Governor Baker proposes ban on hand-held cellphone use while driving
Governor Charlie Baker on Tuesday proposed banning hand-held cellphone use while driving, a long-debated proposal that has stalled in Massachusetts even as other states in New England and around the country have adopted similar bans.
A sweeping roadway safety bill filed by Baker on Tuesday is the latest salvo in the bid to crack down on distracted driving. Under the law, motorists would instead be required to use a Bluetooth connection or other technology to talk hands-free while driving.
Previous efforts to prohibit hand-held use of phones have failed to become law several times in recent years — even though public opinion polling shows widespread support for banning hand-held phones. More than a dozen other states, including all those bordering Massachusetts, have enacted similar bans.
But Stacy Thompson, director of the Livable Streets Alliance, a transportation advocacy group, said the effort this time might succeed because Baker is pushing for it.
“The governor is setting the goal post.

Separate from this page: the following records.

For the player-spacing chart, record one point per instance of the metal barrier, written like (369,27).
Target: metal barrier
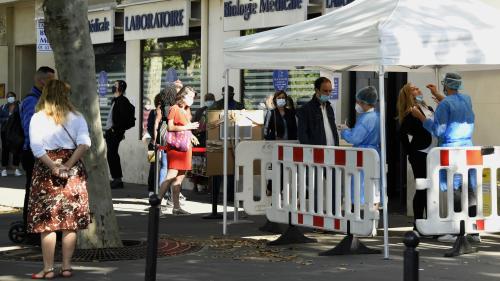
(449,170)
(312,188)
(250,188)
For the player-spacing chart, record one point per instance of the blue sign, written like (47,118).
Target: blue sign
(103,83)
(280,80)
(335,89)
(171,75)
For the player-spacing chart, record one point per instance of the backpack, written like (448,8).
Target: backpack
(14,133)
(129,118)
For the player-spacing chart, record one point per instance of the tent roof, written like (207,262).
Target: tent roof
(407,34)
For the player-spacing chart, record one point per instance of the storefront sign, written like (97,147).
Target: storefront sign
(249,14)
(103,83)
(101,26)
(280,80)
(331,5)
(157,20)
(42,43)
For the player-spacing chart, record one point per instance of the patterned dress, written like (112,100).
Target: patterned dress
(56,203)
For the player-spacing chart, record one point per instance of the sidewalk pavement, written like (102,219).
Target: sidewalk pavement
(228,258)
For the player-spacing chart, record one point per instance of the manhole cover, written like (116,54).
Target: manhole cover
(131,250)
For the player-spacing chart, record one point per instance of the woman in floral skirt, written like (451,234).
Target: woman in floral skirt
(58,200)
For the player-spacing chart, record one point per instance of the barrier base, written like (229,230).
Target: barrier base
(292,235)
(350,245)
(461,246)
(271,227)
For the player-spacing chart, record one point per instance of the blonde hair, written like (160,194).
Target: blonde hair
(55,101)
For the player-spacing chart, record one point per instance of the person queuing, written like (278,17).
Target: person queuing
(453,125)
(58,201)
(366,132)
(11,134)
(179,162)
(416,140)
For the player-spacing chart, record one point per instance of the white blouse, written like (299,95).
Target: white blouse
(45,134)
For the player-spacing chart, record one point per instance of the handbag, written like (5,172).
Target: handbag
(179,140)
(84,169)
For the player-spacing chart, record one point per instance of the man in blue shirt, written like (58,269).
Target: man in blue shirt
(27,109)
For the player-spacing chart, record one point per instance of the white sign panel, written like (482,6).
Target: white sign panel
(42,43)
(249,14)
(332,5)
(157,20)
(101,26)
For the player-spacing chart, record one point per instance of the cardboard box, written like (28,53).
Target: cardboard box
(251,128)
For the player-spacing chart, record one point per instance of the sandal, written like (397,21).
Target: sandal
(45,274)
(66,273)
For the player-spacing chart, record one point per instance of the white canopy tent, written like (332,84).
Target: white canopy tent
(382,35)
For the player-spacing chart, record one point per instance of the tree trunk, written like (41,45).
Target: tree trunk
(67,30)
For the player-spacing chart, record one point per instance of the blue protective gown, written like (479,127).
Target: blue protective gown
(453,125)
(366,133)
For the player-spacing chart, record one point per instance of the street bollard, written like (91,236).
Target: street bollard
(410,271)
(153,226)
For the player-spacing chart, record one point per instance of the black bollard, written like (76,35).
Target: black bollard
(153,225)
(410,272)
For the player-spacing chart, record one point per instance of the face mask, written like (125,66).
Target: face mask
(323,98)
(358,108)
(280,102)
(188,101)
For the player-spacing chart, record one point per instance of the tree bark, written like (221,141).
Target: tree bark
(67,30)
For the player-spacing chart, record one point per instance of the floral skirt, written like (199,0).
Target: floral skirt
(56,203)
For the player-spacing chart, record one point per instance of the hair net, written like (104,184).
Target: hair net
(452,81)
(367,95)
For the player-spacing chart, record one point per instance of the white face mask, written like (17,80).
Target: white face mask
(358,108)
(280,102)
(188,101)
(209,103)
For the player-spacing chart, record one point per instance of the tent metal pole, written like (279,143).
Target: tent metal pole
(381,81)
(226,90)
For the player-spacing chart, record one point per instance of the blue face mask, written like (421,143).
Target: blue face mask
(323,98)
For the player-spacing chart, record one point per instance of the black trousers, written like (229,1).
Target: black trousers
(28,161)
(6,151)
(418,162)
(113,139)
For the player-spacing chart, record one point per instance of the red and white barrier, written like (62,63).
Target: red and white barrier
(303,188)
(460,161)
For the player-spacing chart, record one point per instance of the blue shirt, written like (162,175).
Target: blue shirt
(26,111)
(366,132)
(453,122)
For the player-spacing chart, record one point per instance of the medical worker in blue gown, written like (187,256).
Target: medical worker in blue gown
(453,125)
(366,132)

We’re starting the session saying safety should be a top priority in our transportation legislative agenda,” she said. “I think the tone is different this year.”
Baker is in some ways an unlikely champion for the ban, having opposed previous efforts to outlaw hand-held phone use while driving. But in late 2017 he changed his tone, saying hands-free technology had become more affordable and distracted driving was a safety issue, while endorsing a proposal before the Legislature at the time. Now he is expected to speak in support of the bill at an event being held by activists at the State House Wednesday.

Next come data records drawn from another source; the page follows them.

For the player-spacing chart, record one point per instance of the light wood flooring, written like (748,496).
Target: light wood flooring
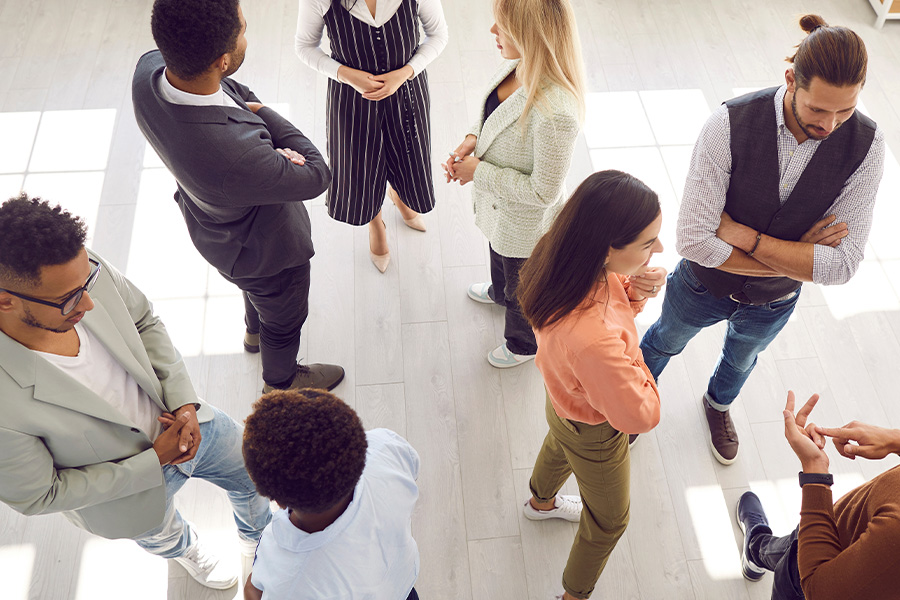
(412,343)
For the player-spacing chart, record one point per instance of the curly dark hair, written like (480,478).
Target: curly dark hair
(33,235)
(304,449)
(192,34)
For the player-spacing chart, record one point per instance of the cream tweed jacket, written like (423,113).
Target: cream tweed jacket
(518,186)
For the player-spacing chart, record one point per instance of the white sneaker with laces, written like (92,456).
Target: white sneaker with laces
(479,292)
(206,568)
(501,358)
(567,507)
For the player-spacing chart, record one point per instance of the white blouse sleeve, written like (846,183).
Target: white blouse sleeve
(431,13)
(310,25)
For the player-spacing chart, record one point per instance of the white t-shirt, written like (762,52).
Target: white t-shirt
(368,553)
(97,369)
(311,22)
(176,96)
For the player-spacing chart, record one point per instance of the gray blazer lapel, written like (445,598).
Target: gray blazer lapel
(132,359)
(505,114)
(52,385)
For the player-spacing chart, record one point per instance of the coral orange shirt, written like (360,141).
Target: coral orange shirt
(592,364)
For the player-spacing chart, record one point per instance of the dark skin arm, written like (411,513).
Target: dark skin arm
(251,592)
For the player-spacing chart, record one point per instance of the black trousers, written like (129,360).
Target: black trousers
(276,308)
(504,282)
(778,554)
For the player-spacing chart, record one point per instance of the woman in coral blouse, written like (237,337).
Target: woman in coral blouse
(586,280)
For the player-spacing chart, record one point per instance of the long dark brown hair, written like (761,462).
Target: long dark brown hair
(836,55)
(608,210)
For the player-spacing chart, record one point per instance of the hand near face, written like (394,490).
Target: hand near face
(648,284)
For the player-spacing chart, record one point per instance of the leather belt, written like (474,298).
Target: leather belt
(741,298)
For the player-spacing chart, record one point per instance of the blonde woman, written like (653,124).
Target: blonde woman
(518,153)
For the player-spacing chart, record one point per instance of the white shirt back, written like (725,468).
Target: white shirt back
(97,369)
(368,553)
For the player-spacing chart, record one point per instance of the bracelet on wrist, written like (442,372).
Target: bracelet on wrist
(756,245)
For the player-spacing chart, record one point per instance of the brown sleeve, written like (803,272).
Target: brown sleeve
(864,569)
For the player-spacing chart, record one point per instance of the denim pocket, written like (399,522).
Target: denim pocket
(690,280)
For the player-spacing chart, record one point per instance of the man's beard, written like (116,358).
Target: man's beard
(30,320)
(805,127)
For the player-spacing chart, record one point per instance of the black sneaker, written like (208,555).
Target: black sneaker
(752,519)
(722,435)
(319,376)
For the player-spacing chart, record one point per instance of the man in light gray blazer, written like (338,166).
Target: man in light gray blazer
(100,420)
(243,172)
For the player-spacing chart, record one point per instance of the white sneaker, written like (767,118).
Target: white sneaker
(501,358)
(479,292)
(567,507)
(206,568)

Massachusetts already bans texting while driving for all drivers, and prohibits drivers under the age of 18 from using cellphones at all. But advocates say that even talking on a device held to your ear while driving can be a distraction. Moreover, law enforcement officials say the texting ban is insufficient, because drivers caught looking at their phones can say they were merely dialing a number — which is still allowed by state law.
Under Baker’s bill, drivers could not touch electronic devices for any purpose other than “a single tap or swipe to activate, deactivate, or initiate hands-free mode.” A first offense would carry a $100 fine, a second offense would be $250, and all subsequent offenses would be $500 if incurred within six years of the first offense. The third offense would also trigger an insurance surcharge.

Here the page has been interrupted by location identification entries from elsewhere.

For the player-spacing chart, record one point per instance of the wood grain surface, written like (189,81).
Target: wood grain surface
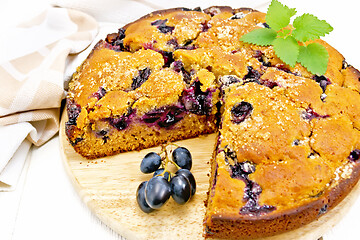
(108,187)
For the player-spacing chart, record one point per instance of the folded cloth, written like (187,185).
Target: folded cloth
(32,82)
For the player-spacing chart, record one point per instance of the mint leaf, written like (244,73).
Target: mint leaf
(309,27)
(261,36)
(314,57)
(287,49)
(278,15)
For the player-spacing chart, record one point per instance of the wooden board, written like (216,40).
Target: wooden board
(108,187)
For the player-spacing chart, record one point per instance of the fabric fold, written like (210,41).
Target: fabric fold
(32,80)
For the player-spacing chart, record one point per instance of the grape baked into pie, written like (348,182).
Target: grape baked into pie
(288,143)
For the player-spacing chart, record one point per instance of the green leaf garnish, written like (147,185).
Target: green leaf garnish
(278,15)
(289,41)
(308,27)
(287,49)
(314,57)
(260,36)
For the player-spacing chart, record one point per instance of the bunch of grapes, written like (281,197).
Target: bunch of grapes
(153,194)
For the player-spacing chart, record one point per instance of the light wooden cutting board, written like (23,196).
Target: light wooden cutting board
(108,187)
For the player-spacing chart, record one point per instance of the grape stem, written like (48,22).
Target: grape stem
(165,159)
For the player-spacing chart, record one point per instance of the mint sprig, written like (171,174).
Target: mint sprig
(289,40)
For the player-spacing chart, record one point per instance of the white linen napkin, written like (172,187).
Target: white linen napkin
(32,66)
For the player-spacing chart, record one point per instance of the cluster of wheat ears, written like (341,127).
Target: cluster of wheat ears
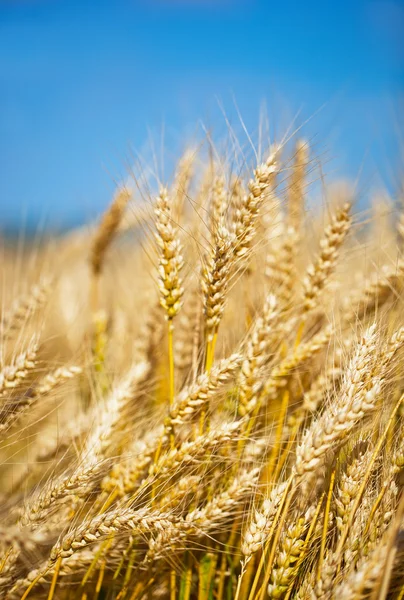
(202,396)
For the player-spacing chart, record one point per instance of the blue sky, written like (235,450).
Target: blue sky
(83,85)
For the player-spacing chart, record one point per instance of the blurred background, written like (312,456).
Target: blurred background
(85,86)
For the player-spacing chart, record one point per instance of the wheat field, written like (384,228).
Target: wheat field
(202,394)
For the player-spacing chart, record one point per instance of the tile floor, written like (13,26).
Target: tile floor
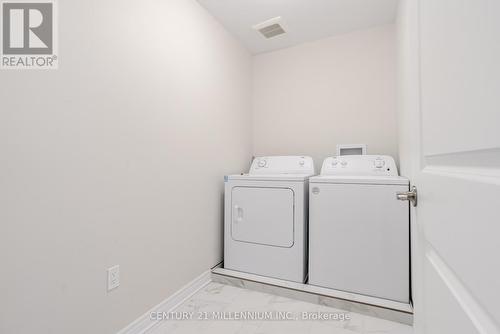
(228,301)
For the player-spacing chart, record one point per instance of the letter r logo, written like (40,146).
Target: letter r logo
(27,28)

Drivers could use a dashboard mount to display maps and other navigation apps, although Baker’s proposal would not allow drivers to enter an address into the app while operating the vehicle. The governor’s plan would allow drivers to use their phones in emergencies.
But the proposal does not address the sticking point that has prevented it from moving forward in recent years: concerns that racial minorities would be unfairly targeted by police.
Former state representative Byron Rushing, who was a member of House leadership, opposed earlier versions of the proposals because he said they lacked requirements that police collect data about traffic enforcement to detect for potential bias.
For similar reasons, Rushing long opposed allowing police to pull drivers over for not wearing a seat belt — but Baker’s new bill would give police that power. Police today can ticket drivers for not using a seat belt, but only if they’ve already been pulled over for something else.
Rushing lost a primary last fall and was not reelected to the Legislature. But the same concerns could be an issue for the bill this time around, said Emily Stein, president of the Safe Roads Alliance, an advocacy group that has long pushed for the ban and is considering putting the issue to voters as a ballot question.
She called for negotiations among police, activists, and lawmakers to ensure the hands-free ban passes with provisions that would protect minorities.
“The issue isn’t going to go away. Leadership has changed, but the issue isn’t going to go away,” she said, referring to concerns that minorities could be unfairly targeted by police. “The police need to be at the table, the legislators need to be at the table, leaders of color need to be at the table, and everyone can talk about what works. But it needs to go through because that will save lives.”
House Speaker Robert DeLeo’s office would say only that Baker’s proposal would be taken under consideration. The state Senate has passed cellphone bans in each of the last two sessions, including one version that required data collection.
Baker’s bill would also allow electric scooter rentals — a form of transportation that has not taken hold here — to operate on Massachusetts roads, by clearing up language in state law that officials in Boston, Cambridge, and Somerville believe makes them illegal because they do not have directional signals. Baker would essentially regulate the scooters as bicycles, instead of as motorized vehicles, and they would not need blinkers. Helmets would be required of any rider age 16 and under.
That approach is in stark contrast to another scooter bill filed in the Legislature that would impose more stringent oversight and regulate scooters more like ride-hailing services, including by charging a fee for each ride.
Boston Transportation Commissioner Gina Fiandaca declined to comment on Baker’s bill to legalize scooters but said Mayor Martin J. Walsh hopes to allow them on the city’s streets as soon as this spring.
Baker’s transportation proposal also includes a provision to amend drunken driving laws, recommending that first-time offenders who apply for a temporary hardship license be required to have an ignition interlock device that tests for alcohol use in their cars for six months. Baker also wants all trucks owned by the state government to install sideguards that would protect cyclists during a crash.